A future without animal testing is getting closer. On Tuesday, the Food and Drug Administration agreed to a research-and-development collaboration with Emulate, a company that makes "organs-on-chips" technology.
The hope is that instead of testing new drugs or supplements on animals, researchers can use Emulate's chips.
Each chip is about the size of a human thumb and contains tiny channels filled with living human cells that imitate the functions of different organs.
For example, Emulate can build a chip that recreates how a human lung might react to certain medications. The results of tests that use these chips would ideally be more accurate than those conducted using a culture of lung cells or an animal's lung.

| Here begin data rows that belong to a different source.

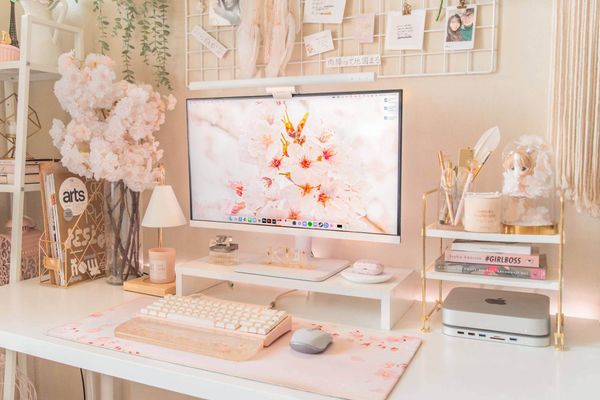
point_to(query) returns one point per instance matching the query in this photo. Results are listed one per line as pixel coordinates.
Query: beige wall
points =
(439, 114)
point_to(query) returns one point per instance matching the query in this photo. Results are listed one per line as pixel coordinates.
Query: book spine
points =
(491, 248)
(514, 260)
(10, 169)
(57, 243)
(493, 270)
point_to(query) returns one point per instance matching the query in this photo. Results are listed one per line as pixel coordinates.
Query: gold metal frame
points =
(426, 314)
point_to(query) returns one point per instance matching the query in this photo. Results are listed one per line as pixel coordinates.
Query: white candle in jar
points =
(483, 212)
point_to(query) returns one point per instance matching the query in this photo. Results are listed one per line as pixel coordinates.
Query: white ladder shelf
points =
(24, 71)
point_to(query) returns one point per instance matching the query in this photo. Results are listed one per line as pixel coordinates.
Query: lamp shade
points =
(163, 210)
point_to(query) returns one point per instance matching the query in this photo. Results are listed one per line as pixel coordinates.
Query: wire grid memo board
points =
(206, 71)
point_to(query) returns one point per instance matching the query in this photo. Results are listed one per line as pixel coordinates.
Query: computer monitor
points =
(317, 165)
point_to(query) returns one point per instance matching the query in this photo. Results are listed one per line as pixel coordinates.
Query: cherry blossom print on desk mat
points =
(359, 364)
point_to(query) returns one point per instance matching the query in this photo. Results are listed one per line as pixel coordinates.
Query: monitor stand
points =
(315, 270)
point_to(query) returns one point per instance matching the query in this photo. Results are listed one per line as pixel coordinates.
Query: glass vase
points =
(123, 240)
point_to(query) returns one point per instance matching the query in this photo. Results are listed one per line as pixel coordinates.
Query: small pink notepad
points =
(359, 364)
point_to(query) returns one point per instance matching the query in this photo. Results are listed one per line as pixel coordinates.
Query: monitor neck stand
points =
(305, 243)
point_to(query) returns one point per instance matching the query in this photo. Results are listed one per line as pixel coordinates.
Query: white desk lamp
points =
(163, 211)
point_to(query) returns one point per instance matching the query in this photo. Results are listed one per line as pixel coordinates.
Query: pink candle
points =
(162, 264)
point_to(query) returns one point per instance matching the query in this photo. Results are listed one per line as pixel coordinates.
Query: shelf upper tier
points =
(449, 232)
(9, 70)
(547, 284)
(29, 187)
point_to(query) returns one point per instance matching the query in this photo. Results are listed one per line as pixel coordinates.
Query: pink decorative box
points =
(29, 252)
(9, 53)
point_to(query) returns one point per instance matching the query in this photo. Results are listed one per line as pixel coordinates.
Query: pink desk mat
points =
(359, 364)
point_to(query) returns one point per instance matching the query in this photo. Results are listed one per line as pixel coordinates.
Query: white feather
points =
(489, 141)
(283, 35)
(248, 38)
(289, 44)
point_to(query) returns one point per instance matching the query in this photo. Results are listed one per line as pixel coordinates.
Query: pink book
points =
(513, 260)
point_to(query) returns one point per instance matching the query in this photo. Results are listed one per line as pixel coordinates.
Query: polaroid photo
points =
(224, 12)
(405, 32)
(460, 28)
(364, 25)
(317, 43)
(324, 11)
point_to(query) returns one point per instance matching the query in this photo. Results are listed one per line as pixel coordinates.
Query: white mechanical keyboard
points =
(215, 314)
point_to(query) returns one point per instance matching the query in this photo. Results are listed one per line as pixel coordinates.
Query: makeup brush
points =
(448, 181)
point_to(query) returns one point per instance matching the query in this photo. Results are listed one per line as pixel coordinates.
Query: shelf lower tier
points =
(548, 284)
(9, 70)
(449, 232)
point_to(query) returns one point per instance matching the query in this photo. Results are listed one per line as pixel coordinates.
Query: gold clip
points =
(5, 39)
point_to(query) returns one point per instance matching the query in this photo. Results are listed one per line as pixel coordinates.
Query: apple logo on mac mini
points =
(499, 301)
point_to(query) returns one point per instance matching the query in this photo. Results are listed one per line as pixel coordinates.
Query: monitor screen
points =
(326, 162)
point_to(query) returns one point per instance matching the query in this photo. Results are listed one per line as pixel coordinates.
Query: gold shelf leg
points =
(559, 334)
(425, 314)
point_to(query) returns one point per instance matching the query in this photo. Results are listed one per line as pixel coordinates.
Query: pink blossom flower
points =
(111, 134)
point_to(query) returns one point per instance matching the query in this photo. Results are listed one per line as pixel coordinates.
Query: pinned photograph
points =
(224, 12)
(460, 28)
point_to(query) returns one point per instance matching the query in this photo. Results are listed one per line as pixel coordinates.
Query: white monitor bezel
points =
(310, 232)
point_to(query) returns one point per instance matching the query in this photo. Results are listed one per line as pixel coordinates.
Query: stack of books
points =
(7, 171)
(509, 260)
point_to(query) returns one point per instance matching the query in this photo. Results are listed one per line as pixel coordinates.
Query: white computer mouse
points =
(310, 341)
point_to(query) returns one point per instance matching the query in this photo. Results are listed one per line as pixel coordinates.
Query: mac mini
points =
(497, 316)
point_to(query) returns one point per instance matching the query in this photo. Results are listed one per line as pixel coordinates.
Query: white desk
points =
(444, 367)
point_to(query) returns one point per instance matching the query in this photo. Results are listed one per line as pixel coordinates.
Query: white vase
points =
(44, 40)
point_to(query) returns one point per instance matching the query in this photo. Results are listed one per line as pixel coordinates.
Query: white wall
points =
(439, 114)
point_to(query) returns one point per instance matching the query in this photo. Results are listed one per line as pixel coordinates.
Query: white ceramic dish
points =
(363, 278)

Animal testing is a critical part of drug development. Before a drug makes it to the FDA, the company behind it has to show how the drug works in animals — specifically whether it's toxic.
Scientists run tests on different animals and bring that data to the FDA in the form of an Investigational New Drug application. If the FDA signs off, the company can then start testing the drug in humans.
To start, the collaboration between the FDA and Emulate will focus on the company's Liver-Chips, which are meant to show how an animal's liver may react to a certain drug.
The liver is where most drugs get broken down on their way out of the body.
Animal testing may not disappear, but if the collaboration is successful, it could at least reduce the number of animals used in preclinical research.